Strategic Framework for Unifying Insurance Data

Federated data models offer insurers a pragmatic unification path that accepts fragmentation rather than fighting it.

Unification

Insurance organizations are eager to unify their data, and it's difficult to think of a time when cloud-first data tooling was in a better or more competitive state. The industry has learned hard lessons from the “big data” era of technology hype, and making the scramble to AI capability easier is a compelling reason on its own to have unified data.

However, these sorts of projects have a track record of failure – not from lack of vision, drive, or even capital but from execution missteps endemic to insurance and other highly regulated industries.

This doesn’t have to be the case. With the right preparation framework, many pitfalls can be avoided before beginning major data projects. Better still, insurers can follow the advice that their agents and brokers would give customers. They can incur minor continuing costs (“premiums”) to protect against various catastrophes like blown deadlines or cost overruns.

Fragmented and Legacy Systems aren’t going anywhere

Many insurers are rightly proud of their history, but it inevitably bleeds into aging technology stacks. It’s a self-reinforcing loop, as the systems implemented 10, 20, or 30 years ago are relied upon and influence multiple data domains. Internal IT and development team members keep their skillset focused, since the business problems they solve are hard enough, and eventually, job descriptions – including for new hires – require experience in the legacy tech.

But even a longstanding system can’t expand everywhere. Insurance is an industry built on partnerships and connections among independent entities, with dozens of layers and players for an average policy. Similarly, when organizations grow through acquisitions, these software and data systems are typically retained in place, keeping fragmentation alive.

Buying a Data Unification Policy

Before embarking on a specific three-phase approach, there are foundational concerns that must be addressed. These require both concrete costs (time and money) and the ability to make clear decisions about specific topics.

  • Compliance and Security: Do we know how to store data from partners and internal systems? Control access to it from the start, and derive value from tokenization and masking?
  • Data Governance: Do we have a plan to do more than meet regularly to discuss governance? Are we ready to apply software-based controls to govern our data?
  • Data Reliability: Will we observe how our data flows to continuously test its quality? When it’s broken, will we know how and where to fix it?
  • AI Readiness: Do we have real use cases we’re targeting that we’re legally allowed to pursue? Do we know how to control costs and explain what AI tooling is doing?

These topics aren’t just technical, but there’s a clear and significant danger in staying away from the weeds. It’s worth coming to clear decisions about tools, architecture, and approaches. Even concerns like DevOps, cost optimization, and monitoring dashboards should be considered to a minimum level of granularity.

The other component of this equation, no less important, is achieving buy-in from business, risk, and finance teams. The former will be contributing significant resources to governance in any unification project worth doing. Knowing how to explain the value here is critical. Having a clear technical plan to show non-technical people will ensure their confidence.
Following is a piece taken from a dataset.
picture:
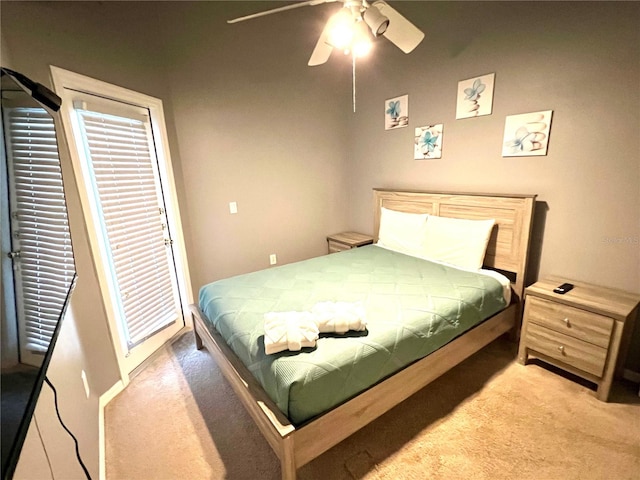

Accepting Fragmentation and a Federated Model

It’s tempting to fantasize about a single monolithic data environment, perfectly clean and united, where truth and definitions are constants for every consumer. At a small enough scale (and low enough loss ratios), this is possible.

For the rest of us, however, the latest advances in cloud data technology offer a federated approach, where claims, billing, brokerage, and other teams keep their fragmented systems relatively in place. Instead of copying data into the monolith, queries with centralized compute but distributed connections are used. Fewer pipelines must be developed and maintained, data duplication is reduced, and each line of business has the ability to join the unified world at its own pace.

This approach only works if you’ve paid the premiums for your data unification policy. Without centralized identity and access management, security and governance become unsustainable. Without a unified governance catalog for federated data sources to feed metadata into, knowing where to get the data for a use case becomes difficult or impossible. Without data reliability, the few pipelines that must be built for each line of business risk failure, and a unified analytics layer will find its value diminished.

The federated approach can, at first glance, seem like a risk: analytic workloads here can be more expensive than those built on top of a monolith. This approach reflects how most insurance environments actually function. However, by mitigating risk upfront with dedicated planning and a pragmatic architecture, data unification moves from fantasy to reality.